If generic_file_direct_write() has fail (ENOSPC condition) inside
__generic_file_aio_write_nolock() it may have instantiated
a few blocks outside i_size. And fsck will complain about wrong i_size
(ext2, ext3 and reiserfs interpret i_size and biggest block difference as error),
after fsck will fix error i_size will be increased to the biggest block,
but this blocks contain gurbage from previous write attempt, this is not
information leak, but its silence file data corruption. This issue affect
fs regardless the values of blocksize or pagesize.
We need truncate any block beyond i_size after write have failed , do in simular
generic_file_buffered_write() error path.
TEST_CASE:
open("/mnt/test/BIG_FILE", O_WRONLY|O_CREAT|O_DIRECT, 0666) = 3
write(3, "aaaaaaaaaaaaaaa"..., 104857600) = -1 ENOSPC (No space left on device)
#stat /mnt/test/BIG_FILE
File: `/mnt/test/BIG_FILE'
Size: 0 Blocks: 110896 IO Block: 1024 regular empty file
<<<<<<<<<<<<<<<<<<<<<<<<<<<<<<<^^^^^^^^file size is less than biggest block idx
Device: fe07h/65031d Inode: 14 Links: 1
Access: (0644/-rw-r--r--) Uid: ( 0/ root) Gid: ( 0/ root)

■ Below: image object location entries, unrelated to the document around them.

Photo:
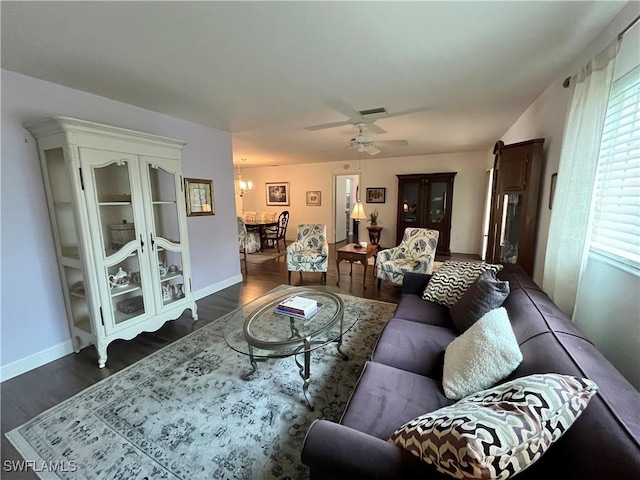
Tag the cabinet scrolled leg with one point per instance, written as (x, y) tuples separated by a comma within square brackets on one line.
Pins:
[(102, 355)]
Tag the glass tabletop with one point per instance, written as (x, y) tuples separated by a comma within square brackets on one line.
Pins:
[(257, 329)]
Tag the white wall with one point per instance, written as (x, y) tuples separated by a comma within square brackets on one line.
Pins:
[(607, 307), (468, 193), (33, 322)]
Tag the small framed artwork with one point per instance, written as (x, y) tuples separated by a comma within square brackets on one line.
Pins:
[(376, 195), (277, 193), (199, 197), (314, 198), (552, 189)]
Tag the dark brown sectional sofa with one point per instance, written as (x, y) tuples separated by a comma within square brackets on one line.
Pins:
[(403, 380)]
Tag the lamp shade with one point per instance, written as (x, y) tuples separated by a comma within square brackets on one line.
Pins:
[(358, 212)]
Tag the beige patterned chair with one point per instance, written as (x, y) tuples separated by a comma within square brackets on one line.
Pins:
[(310, 251), (415, 253)]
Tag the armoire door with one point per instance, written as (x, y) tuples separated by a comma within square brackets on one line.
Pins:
[(164, 199), (425, 200), (115, 206)]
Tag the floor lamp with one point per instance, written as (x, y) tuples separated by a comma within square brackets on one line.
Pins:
[(357, 214)]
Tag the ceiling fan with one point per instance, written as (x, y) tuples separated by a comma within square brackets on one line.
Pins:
[(364, 143), (368, 116)]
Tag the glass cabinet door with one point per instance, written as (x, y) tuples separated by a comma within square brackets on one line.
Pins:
[(116, 220), (510, 227), (437, 201), (166, 198), (410, 202)]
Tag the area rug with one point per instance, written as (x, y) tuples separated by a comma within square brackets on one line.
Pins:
[(184, 413), (262, 257)]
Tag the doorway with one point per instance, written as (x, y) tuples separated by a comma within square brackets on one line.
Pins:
[(487, 215), (344, 199)]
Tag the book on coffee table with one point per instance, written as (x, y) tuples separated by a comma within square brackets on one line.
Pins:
[(296, 306)]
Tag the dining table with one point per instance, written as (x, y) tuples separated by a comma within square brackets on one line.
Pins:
[(261, 228)]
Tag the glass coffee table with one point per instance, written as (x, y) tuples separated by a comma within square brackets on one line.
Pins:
[(258, 331)]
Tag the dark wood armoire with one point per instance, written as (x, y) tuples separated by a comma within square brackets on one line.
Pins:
[(515, 200), (425, 200)]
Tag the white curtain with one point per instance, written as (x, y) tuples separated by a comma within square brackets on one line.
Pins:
[(567, 246)]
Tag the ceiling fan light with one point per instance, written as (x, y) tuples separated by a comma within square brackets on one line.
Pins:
[(371, 150)]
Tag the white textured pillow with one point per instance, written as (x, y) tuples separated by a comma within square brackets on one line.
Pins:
[(452, 279), (483, 355)]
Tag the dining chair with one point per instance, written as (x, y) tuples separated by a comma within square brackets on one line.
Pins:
[(242, 241), (274, 234)]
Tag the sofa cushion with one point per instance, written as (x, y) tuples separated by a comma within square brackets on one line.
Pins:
[(498, 432), (386, 397), (414, 347), (481, 356), (452, 279), (483, 295), (413, 308)]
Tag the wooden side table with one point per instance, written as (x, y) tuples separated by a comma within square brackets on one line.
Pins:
[(374, 235), (352, 254)]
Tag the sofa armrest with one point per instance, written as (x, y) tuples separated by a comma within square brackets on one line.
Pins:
[(334, 451), (415, 283)]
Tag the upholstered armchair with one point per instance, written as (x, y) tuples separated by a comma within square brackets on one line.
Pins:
[(415, 253), (309, 252)]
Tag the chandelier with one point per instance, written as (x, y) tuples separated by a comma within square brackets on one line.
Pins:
[(243, 186)]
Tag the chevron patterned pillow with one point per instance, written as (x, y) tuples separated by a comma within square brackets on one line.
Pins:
[(451, 280), (498, 432)]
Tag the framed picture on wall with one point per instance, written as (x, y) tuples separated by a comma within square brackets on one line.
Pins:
[(314, 198), (376, 195), (199, 197), (277, 193)]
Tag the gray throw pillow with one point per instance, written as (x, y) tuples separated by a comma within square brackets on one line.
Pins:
[(486, 293)]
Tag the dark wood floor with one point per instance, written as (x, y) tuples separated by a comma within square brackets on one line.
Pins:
[(31, 393)]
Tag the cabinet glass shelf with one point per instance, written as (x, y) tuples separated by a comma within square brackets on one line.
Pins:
[(117, 291)]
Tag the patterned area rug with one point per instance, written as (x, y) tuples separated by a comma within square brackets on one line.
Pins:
[(184, 413), (261, 257)]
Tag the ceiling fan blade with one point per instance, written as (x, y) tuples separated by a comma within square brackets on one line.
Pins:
[(344, 108), (371, 150), (375, 128), (411, 110), (393, 143), (327, 125)]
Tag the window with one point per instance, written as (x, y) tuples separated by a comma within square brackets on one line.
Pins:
[(616, 209)]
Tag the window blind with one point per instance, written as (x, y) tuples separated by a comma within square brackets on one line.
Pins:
[(616, 206)]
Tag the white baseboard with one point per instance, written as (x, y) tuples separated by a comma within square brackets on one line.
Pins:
[(35, 360), (50, 354), (216, 287)]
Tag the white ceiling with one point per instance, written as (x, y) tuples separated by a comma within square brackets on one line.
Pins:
[(266, 70)]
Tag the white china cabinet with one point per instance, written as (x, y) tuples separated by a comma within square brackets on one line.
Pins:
[(117, 209)]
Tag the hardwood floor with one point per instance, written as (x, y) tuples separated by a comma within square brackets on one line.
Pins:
[(31, 393)]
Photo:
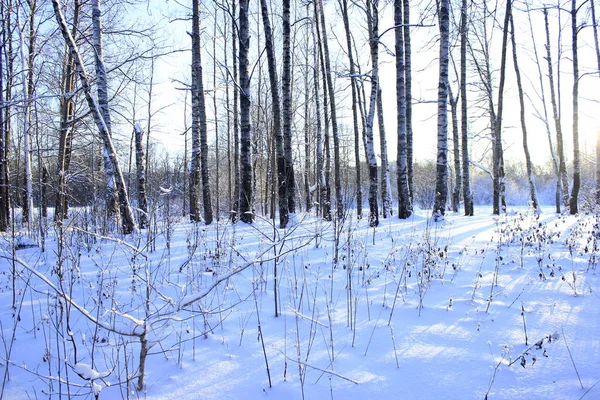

Access: 2007-01-24 20:03:38.000000000 +0300
Modify: 2007-01-24 20:03:38.000000000 +0300
Change: 2007-01-24 20:03:39.000000000 +0300
#fsck.ext3 -f /dev/VG/test
e2fsck 1.39 (29-May-2006)
Pass 1: Checking inodes, blocks, and sizes
Inode 14, i_size is 0, should be 56556544. Fix<y>? yes
Pass 2: Checking directory structure
....
Yep.. my english is not realy good :(
Ohh, We can't just call vmtruncate() after generic_file_direct_write()
failure while __generic_file_aio_write_nolock() becase where is no guarantee
what i_mutex held. In fact all existing fs always invoke
__generic_file_aio_write_nolock() with i_mutex held in case of S_ISREG files,
but this was't explicitly demanded and documented. I've proposed to do it in
previous versions of this patch, because it this just document current state
of affairs, but David Chinner wasn't agree with it.